With proton there was a giant leap taken, was it too big for everything to catch up?

Before proton, we got some great triple A titles here and there. We could handle it. Now the amount of announcements or releases of those titles have decreased. At least that's my feeling. And even worse, we hear lots of "news" that Linux support is dropped, will be dropped or "paused". Some of them caused by Epic and their exclusives, cutting us off even from titles that work with proton.

We can play now many single player titles, especially thanks to proton, more than we have time to play... but with more titles our demand also increases, especially for multiplayer titles. And most (big) games make the (big) money with multiplayer... but we are cut off... yeah, I have a bad feeling for Linux gaming in the near future.

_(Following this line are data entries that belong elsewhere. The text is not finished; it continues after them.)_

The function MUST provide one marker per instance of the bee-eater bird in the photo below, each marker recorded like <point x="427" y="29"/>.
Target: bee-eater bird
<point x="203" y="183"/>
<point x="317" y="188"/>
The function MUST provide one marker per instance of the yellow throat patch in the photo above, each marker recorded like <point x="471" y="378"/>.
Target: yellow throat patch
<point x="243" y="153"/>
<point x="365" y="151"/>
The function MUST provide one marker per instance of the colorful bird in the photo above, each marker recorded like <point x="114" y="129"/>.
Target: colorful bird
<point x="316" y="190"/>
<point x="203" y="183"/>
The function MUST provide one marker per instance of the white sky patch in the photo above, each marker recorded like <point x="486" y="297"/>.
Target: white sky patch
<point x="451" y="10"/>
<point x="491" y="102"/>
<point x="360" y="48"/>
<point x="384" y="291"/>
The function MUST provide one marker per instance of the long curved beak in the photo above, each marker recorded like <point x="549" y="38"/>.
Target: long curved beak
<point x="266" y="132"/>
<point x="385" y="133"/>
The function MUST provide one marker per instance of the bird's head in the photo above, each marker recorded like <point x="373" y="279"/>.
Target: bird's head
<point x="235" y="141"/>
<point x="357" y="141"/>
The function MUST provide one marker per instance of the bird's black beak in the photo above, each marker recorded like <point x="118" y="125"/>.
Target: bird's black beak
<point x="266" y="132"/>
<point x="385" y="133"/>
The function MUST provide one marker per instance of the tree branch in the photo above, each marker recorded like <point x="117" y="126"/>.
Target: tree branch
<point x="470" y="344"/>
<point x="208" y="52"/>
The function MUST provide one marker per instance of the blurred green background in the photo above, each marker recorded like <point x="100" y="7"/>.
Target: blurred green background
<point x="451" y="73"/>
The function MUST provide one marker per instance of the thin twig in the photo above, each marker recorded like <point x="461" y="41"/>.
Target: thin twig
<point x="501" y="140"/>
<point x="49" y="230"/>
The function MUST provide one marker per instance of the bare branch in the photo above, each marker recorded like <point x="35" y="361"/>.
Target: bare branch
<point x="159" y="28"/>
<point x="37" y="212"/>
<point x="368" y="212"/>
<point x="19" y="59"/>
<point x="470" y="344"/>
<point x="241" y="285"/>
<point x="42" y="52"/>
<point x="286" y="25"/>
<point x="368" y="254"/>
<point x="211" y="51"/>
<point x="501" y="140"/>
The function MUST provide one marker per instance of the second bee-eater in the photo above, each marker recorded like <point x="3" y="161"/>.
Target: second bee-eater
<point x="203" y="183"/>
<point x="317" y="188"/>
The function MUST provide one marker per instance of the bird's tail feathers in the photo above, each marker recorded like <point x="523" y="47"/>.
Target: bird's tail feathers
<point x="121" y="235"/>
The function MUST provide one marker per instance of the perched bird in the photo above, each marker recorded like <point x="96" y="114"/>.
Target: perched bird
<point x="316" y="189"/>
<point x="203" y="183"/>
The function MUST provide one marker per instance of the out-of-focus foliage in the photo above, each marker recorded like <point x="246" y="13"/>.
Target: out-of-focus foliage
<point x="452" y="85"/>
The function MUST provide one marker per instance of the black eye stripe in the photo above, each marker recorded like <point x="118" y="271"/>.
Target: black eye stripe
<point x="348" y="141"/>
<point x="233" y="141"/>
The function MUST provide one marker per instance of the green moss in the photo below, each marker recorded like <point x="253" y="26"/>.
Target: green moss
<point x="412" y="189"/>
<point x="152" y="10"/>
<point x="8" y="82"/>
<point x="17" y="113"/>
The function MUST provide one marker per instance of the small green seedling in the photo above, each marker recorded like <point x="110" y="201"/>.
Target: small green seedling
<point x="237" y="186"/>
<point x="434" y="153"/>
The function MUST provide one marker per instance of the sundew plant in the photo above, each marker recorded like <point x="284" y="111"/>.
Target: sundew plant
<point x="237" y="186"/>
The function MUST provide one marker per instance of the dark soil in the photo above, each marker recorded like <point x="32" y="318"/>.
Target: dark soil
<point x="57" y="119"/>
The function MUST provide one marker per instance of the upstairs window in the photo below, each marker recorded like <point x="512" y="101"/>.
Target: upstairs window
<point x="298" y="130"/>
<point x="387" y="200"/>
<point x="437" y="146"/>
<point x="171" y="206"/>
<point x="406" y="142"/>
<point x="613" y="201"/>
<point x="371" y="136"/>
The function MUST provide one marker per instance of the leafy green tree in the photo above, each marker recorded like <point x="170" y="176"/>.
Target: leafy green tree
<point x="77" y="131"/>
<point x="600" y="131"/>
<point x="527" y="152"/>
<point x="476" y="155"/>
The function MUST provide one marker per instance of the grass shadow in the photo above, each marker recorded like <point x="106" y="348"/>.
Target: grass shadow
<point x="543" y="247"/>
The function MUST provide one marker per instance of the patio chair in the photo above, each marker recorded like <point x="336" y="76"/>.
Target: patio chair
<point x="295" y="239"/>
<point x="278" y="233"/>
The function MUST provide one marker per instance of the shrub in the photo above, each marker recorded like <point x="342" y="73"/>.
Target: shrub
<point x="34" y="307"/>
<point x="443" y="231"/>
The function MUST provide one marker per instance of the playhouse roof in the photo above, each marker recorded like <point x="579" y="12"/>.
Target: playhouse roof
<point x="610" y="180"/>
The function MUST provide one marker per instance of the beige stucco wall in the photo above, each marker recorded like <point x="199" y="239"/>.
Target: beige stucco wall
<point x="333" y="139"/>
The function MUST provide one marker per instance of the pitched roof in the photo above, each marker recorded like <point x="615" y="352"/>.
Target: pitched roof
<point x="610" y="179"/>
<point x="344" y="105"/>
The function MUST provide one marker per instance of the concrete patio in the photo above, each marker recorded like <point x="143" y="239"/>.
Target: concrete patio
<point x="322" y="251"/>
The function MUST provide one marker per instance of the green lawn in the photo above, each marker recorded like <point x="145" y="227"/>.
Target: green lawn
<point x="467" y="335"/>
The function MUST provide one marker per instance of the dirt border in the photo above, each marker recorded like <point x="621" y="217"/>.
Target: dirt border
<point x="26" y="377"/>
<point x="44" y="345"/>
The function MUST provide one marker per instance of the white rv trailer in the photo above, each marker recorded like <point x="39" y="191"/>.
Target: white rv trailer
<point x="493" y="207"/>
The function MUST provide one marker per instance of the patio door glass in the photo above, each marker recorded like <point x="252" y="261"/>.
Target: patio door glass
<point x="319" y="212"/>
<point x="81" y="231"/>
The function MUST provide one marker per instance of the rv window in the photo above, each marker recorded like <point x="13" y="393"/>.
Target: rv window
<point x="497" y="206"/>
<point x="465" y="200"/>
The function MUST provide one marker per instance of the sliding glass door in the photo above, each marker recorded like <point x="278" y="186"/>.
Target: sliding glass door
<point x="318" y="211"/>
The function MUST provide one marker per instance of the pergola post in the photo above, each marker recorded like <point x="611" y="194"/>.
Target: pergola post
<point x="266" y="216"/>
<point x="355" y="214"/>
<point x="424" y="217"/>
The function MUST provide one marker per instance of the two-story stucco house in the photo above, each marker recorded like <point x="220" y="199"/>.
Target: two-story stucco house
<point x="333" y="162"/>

If we lose that little momentum we had, Linux gaming will stagnate, and stagnation means rip.

Sorry to sound that pessimistic, I'm just starting to worry more and more with all those negative news...
tonR 6 May, 2019
**Wear tinfoil hat**
Well, let's say something....
...something about AR. >> Why Epic Games called an open platform truce with Microsoft (Venture Beat)
**Take off tinfoil hat**

Honestly, I'm not affected at all, (apologies to GoL users who online gamers).
But I hope this shitty moves will make more developers to build more LAN and split-screen option games for PC in general and especially for Linux gamers.
jasondaigo 6 May, 2019
then dont do eac for us and give us one lonely linux server :-)
0aTT 6 May, 2019
Quoting: callciferBecause the business case for EAC supporting Linux is no different today than it was a month ago, with or without Epic.
But without Epic no one at Kamu seemed to care. Supporting Linux does not mean violating natural laws. Also it's not forbidden. Also I don't think it's economic damage either. An anti-cheat system must work on many different platforms and should be designed to do so.